Forse esageriamo con l’utilizzo dell’espressione “radical chic”, mi dico a volte. È pur sempre qualcosa di codificato, di stilizzato, un conto è la superba radiografia effettuata nella Manhattan dei primi Settanta da Tom Wolfe, un conto sono le nostre piccole diatribe quotidiane, rischiamo di inflazionare una categoria in uno stereotipo.
Poi, arriva puntuale Michele Serra, e fuga tutti i miei turbamenti dubitativi: no, il “radical chic” esiste davvero, ed è più caricaturale nell’Italietta giallorossa di oggi che nella New York di allora. L’altro giorno, la spalla di Fabio Fazio che si atteggia a meditabondo intellettuale ha vergato la sua Amaca quotidiana su Repubblica a proposito della Lombardia. O meglio, contro la Lombardia. Ma no, non contro la Regione a guida centrodestra, il rubrichista debenedettiano non ha fatto polemica politica, legittima seppur di pessimo gusto davanti alle bare accatastate. No, lui è passato a insultare direttamente i morti, i lombardi tutti. Inanellando una serie di pre-giudizi su questa plebaglia borghese che pratica la volgare usanza di lavorare, i quali avrebbero fatto pensare a Wolfe di esserci andato leggero, con la descrizione dell’idiozia finto-colta radical chic.
Ecco come sono visti i lombardi dal sofà di Repubblica: “Il popolo del non si chiude, brava gente e però monoculturale, confindustriali lillipuziani, i magutt (manovali) bergamaschi tal quali i padroni delle acciaierie, lavoro lavoro lavoro”. Scolpitelo, questo periodo, perché è l’essenza del radicalchicchismo come ideologia d’odio, e tiratelo fuori ogni volta che ci dicono che i radical chic non esistono.
L’esordio paternalistico, il popolo brava gente irrimediabilmente ottusa (“monoculturale”, nella neolingua politicamente corretta di cui Serra è uno degli esponenti più elementari), che è l’anticamera di ogni fascismo, compreso quello dell’intellighenzia progressista, l’unico rimasto in vita.

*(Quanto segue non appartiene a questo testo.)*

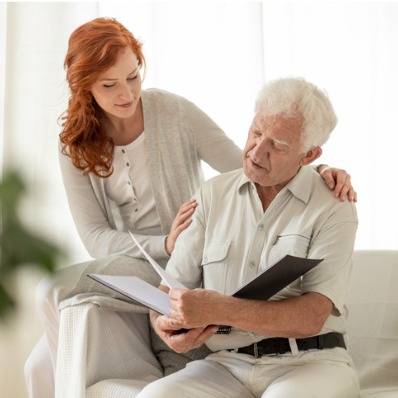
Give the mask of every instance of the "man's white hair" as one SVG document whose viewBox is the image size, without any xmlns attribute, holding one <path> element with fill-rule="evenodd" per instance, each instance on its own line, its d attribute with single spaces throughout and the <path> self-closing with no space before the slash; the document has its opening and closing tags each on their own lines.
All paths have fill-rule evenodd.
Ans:
<svg viewBox="0 0 398 398">
<path fill-rule="evenodd" d="M 326 92 L 303 78 L 282 78 L 267 83 L 258 94 L 255 112 L 264 116 L 301 118 L 304 151 L 322 146 L 337 124 Z"/>
</svg>

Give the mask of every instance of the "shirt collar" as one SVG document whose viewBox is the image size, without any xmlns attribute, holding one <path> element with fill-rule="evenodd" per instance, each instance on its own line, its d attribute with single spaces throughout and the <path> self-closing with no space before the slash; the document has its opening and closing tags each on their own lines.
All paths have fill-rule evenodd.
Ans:
<svg viewBox="0 0 398 398">
<path fill-rule="evenodd" d="M 296 196 L 304 203 L 308 203 L 312 191 L 309 189 L 309 187 L 312 185 L 312 175 L 313 169 L 311 166 L 302 166 L 296 176 L 289 181 L 288 184 L 286 184 L 281 192 L 289 190 L 292 195 Z M 250 185 L 255 188 L 255 184 L 246 176 L 242 169 L 242 174 L 238 184 L 238 192 L 242 193 L 243 187 L 246 185 Z"/>
<path fill-rule="evenodd" d="M 311 166 L 302 166 L 296 176 L 289 181 L 284 189 L 288 189 L 294 196 L 308 203 L 312 192 L 313 169 Z"/>
<path fill-rule="evenodd" d="M 243 189 L 246 185 L 255 188 L 255 185 L 252 182 L 252 180 L 250 180 L 249 178 L 246 177 L 246 174 L 245 174 L 244 170 L 242 169 L 240 181 L 238 183 L 238 192 L 243 193 Z"/>
</svg>

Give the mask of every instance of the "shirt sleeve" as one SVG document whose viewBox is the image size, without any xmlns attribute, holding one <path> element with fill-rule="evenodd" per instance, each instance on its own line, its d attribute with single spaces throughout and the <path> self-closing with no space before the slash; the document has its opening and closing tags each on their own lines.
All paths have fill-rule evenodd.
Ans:
<svg viewBox="0 0 398 398">
<path fill-rule="evenodd" d="M 77 169 L 69 156 L 59 153 L 62 179 L 70 212 L 79 236 L 93 258 L 125 254 L 144 258 L 128 231 L 118 231 L 101 206 L 89 176 Z M 134 231 L 132 231 L 134 232 Z M 143 248 L 157 261 L 166 261 L 165 236 L 134 235 Z"/>
<path fill-rule="evenodd" d="M 352 254 L 358 227 L 354 206 L 346 203 L 337 217 L 330 217 L 317 233 L 308 253 L 323 258 L 302 281 L 304 292 L 318 292 L 328 297 L 338 313 L 343 313 L 347 286 L 352 271 Z"/>
</svg>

Il disprezzo dichiarato per la piccola e media impresa, quella che alza la serranda quando Serra addenta il primo croissant, quella dove il titolare è il primo dei lavoratori, l’ossatura della titanica laboriosità lombarda, “lillipuziana”, non ripulita, non ammessa ai piani alti e ovattati della finanza ipotetica che vive di triangolazioni con mamma Stato, genere De Benedetti o Elkann, per citare i “padroni”, come direbbe lui, dell’autore.
E poi, in un climax incontrollato e ascendente, il vero dogma di ogni radical-chic che si rispetti, la schifiltosità finalmente esplicitata per i ceti bassi, i poveracci, il “proletariato” lo chiamava quel Karl Marx che Serra e i suoi fratelli di classe fanno a gara a citare nei ricevimenti dell’editore, tra una contessa che ha il passatempo della beneficienza e uno speculatore di Borsa che predica contro i populisti: i “magutt”, dannate bestie da soma che lavorano invece che pensare alla rivoluzione.
Eccola, in poche righe, la faglia di rottura radical chic con la tradizione classica comunista. Di cui chi scrive condivide meno di zero, ma che bazzicava ancora le fabbriche, parlava ancora di rapporti di produzione e salari, aveva l’ambizione di rappresentare la “questione operaia”, certo con ricette oscillanti tra il totalitario e il masochistico, ma insomma non la questione degli aperitivi arcobaleno davanti a “Che tempo che fa”.
Il radical chic non solo esiste, ma esprime la cultura dominante, dà le carte del dibattito, delle inchieste giornalistiche e probabilmente anche giudiziarie, e oggi il suo nemico principale è il somaro lombardo che si ostina a mantenere la nazione. È ancora peggio della sua caricatura, la prova la trovate ogni giorno su Repubblica.